17 oktober 2006

Onontgonnen


Deze week maakte de WWF bekend dat in Papoe-Nieuw-Guinea nieuwe tot nog toe onbekende orchideeën zijn ontdekt. Een mooie gedachte, die me tegelijk een beetje droef maakt.

Het idee dat er toch nog soorten zijn die we niet kennen is mooi. De voorbije tientallen jaren is de soortenrijkdom spectaculair afgenomen. En dat door menselijke invloed. De mens zaagt zo stilaan de tak af waar hij of zij zelf op zit.

Het is tegelijk droef dat deze ontdekking misschien niet meer is dan een druppel op een hete plaat. Er zijn nog veel soorten die misschien al zullen verdwenen zijn nog voor ze ontdekt zijn. Zo goed als zeker zijn er nog oneindig veel nuttige planten goed verborgen in de stilaan verdwijnende tropische bossen. Ze bevatten waarschijnlijk stoffen die een antwoord zouden kunnen bieden op allerlei vreselijke ziektes. En door het snelle verdwijnen van de laatste groene longen zullen we het nooit weten.

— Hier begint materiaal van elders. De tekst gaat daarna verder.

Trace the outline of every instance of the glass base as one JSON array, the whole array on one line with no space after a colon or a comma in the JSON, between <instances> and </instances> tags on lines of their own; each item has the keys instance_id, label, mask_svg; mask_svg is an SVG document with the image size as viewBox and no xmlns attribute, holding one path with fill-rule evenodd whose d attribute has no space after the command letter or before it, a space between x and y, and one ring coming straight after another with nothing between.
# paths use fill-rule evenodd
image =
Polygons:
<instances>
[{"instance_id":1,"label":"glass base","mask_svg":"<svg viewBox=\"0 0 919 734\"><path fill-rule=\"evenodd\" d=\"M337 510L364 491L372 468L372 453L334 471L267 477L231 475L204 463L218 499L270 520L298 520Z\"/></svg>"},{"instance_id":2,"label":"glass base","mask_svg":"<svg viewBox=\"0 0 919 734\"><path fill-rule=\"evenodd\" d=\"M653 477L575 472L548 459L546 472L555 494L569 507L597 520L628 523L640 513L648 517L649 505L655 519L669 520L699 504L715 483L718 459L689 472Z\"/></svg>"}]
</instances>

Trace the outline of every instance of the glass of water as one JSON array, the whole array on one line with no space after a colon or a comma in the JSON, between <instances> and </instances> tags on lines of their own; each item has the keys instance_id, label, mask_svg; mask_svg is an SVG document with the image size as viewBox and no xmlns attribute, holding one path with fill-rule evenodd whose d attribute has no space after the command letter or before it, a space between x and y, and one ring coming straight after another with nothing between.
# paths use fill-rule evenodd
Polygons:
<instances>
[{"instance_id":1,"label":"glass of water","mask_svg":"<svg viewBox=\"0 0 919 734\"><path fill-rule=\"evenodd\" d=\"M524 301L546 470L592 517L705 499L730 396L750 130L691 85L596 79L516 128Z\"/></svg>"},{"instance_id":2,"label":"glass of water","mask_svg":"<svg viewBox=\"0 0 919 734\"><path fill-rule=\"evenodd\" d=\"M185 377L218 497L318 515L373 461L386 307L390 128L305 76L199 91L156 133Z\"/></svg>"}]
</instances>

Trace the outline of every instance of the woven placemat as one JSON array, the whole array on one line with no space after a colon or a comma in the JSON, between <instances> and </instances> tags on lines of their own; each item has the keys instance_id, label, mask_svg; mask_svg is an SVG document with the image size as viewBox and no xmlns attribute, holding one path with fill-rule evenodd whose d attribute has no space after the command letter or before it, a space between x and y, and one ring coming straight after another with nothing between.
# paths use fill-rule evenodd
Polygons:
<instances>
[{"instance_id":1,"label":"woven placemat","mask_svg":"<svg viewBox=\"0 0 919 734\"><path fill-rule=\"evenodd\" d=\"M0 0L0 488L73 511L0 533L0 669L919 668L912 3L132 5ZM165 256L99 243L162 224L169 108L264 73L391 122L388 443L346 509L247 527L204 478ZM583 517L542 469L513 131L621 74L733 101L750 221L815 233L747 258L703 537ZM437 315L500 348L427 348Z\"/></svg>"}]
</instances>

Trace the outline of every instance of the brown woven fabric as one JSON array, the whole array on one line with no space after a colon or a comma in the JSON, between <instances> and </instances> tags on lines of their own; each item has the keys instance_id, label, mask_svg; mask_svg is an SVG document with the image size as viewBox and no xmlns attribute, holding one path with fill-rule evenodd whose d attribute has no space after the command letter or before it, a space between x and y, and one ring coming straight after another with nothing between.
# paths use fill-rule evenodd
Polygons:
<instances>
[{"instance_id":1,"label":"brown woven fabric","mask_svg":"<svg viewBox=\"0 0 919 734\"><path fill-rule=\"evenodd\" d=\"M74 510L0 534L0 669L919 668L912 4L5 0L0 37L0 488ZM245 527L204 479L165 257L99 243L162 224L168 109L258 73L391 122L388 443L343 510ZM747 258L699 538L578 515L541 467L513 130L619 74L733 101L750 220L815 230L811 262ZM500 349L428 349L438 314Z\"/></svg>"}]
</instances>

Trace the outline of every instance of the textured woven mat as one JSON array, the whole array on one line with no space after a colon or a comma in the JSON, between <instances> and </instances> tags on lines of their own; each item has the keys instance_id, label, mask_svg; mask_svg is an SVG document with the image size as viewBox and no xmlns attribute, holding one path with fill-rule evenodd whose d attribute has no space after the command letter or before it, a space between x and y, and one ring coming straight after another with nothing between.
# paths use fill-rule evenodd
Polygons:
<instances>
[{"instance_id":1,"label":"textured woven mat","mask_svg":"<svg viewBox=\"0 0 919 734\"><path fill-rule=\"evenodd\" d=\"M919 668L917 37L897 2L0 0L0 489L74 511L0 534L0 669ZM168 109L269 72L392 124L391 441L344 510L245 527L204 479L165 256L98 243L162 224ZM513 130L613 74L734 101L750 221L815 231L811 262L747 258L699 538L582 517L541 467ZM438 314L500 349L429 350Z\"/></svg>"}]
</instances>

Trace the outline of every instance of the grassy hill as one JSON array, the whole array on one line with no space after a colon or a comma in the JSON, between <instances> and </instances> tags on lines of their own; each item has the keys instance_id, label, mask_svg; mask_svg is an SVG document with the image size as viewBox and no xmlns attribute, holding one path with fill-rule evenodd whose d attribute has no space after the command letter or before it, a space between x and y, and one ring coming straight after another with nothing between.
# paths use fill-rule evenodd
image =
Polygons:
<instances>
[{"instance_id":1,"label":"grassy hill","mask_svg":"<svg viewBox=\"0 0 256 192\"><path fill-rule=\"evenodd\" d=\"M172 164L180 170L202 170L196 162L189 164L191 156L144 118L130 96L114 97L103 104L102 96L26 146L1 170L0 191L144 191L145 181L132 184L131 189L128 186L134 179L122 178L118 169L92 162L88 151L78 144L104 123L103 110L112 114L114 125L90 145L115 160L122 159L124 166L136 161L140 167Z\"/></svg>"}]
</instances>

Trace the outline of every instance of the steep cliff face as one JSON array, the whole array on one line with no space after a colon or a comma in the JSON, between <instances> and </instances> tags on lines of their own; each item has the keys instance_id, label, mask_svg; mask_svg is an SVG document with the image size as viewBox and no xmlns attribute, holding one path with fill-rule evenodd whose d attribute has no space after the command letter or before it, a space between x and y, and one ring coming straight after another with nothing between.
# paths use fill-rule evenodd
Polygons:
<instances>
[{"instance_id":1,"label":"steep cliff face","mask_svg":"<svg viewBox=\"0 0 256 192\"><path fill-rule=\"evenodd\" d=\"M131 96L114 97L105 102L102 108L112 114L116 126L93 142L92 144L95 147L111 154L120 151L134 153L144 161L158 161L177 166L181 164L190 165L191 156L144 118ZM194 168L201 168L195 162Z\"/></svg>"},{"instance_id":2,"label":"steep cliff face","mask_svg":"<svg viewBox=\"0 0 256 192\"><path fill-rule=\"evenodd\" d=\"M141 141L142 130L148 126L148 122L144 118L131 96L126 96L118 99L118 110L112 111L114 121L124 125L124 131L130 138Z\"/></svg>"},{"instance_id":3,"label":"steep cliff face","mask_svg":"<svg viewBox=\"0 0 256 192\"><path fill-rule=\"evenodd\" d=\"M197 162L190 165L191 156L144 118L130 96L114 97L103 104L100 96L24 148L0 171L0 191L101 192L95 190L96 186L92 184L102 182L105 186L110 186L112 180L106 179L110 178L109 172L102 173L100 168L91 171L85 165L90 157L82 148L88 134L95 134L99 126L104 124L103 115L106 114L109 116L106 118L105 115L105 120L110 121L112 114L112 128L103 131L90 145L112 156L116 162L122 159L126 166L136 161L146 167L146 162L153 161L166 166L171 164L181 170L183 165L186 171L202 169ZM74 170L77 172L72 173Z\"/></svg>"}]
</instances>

Maar eigenlijk ben ik een beetje droevig omdat die orchideeën ontdekt zijn. Het idee ‘nieuwe orchidee’ vind ik op zich al erg ingewikkeld. Hoe kan zo’n bloem nu ‘nieuw’ zijn? Blijkbaar hebben we het idee dat iets er pas is als het gezien is door de mens. En meer nog als het een naam heeft gekregen. Ik vraag me dat al lang af. Hoe voelt een plant zich met de naam die hij gekregen heeft? Of beter nog: hoe voelde de orchidee zich voor ze ‘ontdekt’ was? Had de orchidee een identiteitsgevoel? Of kwam dat er pas nadat de mens er een naam aan had gegeven?

De drang van de mens om zelfs de laatste vierkante centimeter van de planeet te willen ontdekken, en dus ontginnen, maakt me triest. Waarom mogen die orchideeën er niet gewoon voor zichzelf zijn? En daar dan ook gewoon blijven? Zonder een door de mens gegeven naam? Waarom is het zo moeilijk ermee te leven dat er nog veel soorten en plekken zijn die we niet kennen? Waarom moet alles een bestemming hebben, of moet alles in kaart gebracht zijn? Wat een mooie gedachte is het dat we zoveel dingen niet weten. Hoe fascinerend kan het zijn te weten dat er nog planten en dieren zijn met een oneindige schoonheid, die we nooit zullen zien? Tegenover al het mooie, ook dat wat we niet kennen, is een langzame bescheidenheid misschien wel de beste houding. Maar blijkbaar is dat een moeilijke gedachte.